在军校拖油瓶的日子里,耿朝忠唯一能拿得出手的成绩就是轻武器射击和军事地形学了,就连训练射击的教官都对他的枪感赞不绝口,叹息他生错了时代——没有战争的年代,就算枪神也就是个打靶的命,真可谓英雄无用武之地。
所谓的枪神,靠的都是直觉和手感,就像后世打一款叫CF的游戏,没有一个高手是瞄着打的。耿朝忠打枪靠的就是感觉,抬手就是一枪,不能多想,一想准打偏。

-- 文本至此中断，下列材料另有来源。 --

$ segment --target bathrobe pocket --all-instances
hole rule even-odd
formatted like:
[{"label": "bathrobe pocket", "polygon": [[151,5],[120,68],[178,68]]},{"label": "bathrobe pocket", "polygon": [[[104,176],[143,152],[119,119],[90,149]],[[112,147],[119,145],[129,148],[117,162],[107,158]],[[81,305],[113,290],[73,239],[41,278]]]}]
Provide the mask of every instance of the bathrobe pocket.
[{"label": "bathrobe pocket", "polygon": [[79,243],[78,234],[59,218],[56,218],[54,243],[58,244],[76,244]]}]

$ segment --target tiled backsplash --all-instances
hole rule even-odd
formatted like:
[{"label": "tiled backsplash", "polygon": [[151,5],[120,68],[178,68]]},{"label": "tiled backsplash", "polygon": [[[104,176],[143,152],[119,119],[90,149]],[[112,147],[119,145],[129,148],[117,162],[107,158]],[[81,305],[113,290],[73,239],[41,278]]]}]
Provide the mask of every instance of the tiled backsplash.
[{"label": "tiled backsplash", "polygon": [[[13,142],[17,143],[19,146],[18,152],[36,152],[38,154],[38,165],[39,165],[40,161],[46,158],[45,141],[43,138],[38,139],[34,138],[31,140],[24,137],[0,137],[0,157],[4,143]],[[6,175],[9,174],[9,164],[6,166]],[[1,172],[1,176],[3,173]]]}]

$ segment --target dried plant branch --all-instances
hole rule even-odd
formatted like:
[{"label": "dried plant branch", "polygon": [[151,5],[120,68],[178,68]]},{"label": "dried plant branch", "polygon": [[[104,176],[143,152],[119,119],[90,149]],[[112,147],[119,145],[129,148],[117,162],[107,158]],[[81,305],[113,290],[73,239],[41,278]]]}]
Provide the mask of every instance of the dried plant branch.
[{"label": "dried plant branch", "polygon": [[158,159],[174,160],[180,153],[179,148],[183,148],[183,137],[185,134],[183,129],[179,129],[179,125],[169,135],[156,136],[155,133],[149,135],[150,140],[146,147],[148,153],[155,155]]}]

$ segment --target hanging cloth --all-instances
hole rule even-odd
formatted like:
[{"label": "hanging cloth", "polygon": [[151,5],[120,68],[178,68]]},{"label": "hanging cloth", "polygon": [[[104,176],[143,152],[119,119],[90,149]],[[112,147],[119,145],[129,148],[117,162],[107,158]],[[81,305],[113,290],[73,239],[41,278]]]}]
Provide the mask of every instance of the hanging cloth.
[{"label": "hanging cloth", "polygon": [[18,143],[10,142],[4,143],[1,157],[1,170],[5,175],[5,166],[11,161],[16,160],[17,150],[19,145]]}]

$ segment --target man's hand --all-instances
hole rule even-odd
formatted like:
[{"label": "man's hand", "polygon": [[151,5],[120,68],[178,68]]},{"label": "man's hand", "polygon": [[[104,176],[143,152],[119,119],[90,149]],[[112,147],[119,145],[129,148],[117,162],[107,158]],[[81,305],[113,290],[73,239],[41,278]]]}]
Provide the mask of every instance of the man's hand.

耿朝忠把手伸进枪套,摩挲着三花撸子那细腻的纹路,他的心逐渐安定下来。
正当耿朝忠心心念念找个地方练枪的时候,耳边传来了朱木运朱大警长的声音。
「咋地,摸着个枪把想给老赵喂颗花生米啊!」
耿朝忠一回头,就注意到朱老大扶着腰带一步一顿的走了过来,他赶紧两手置于,脚根一靠,给朱警长来了个标准的敬礼。
「报告长官,赵老头多行不义必自毙,不需要小的动手!总有一天会自己掉茅坑里淹死!」
耿朝忠的脸红了一下,羞赧道:「报告警长,小的不是那种知恩不报的小人,只是这赵老头也太刻薄了点,你看看,跑了的小伙计都不回来了,谁都受不了这号人!」
朱木运哈哈大笑,出手大力的拍了拍耿朝忠的肩膀,笑着说:「你小子,挺记仇啊!赵老头不就没给你工财物么,可也白养了你一个月啊!不知恩的下属,我可不喜欢。」
耿朝忠这是提前给老赵打个掩护,只要能让老赵少被人怀疑一点点都是好的。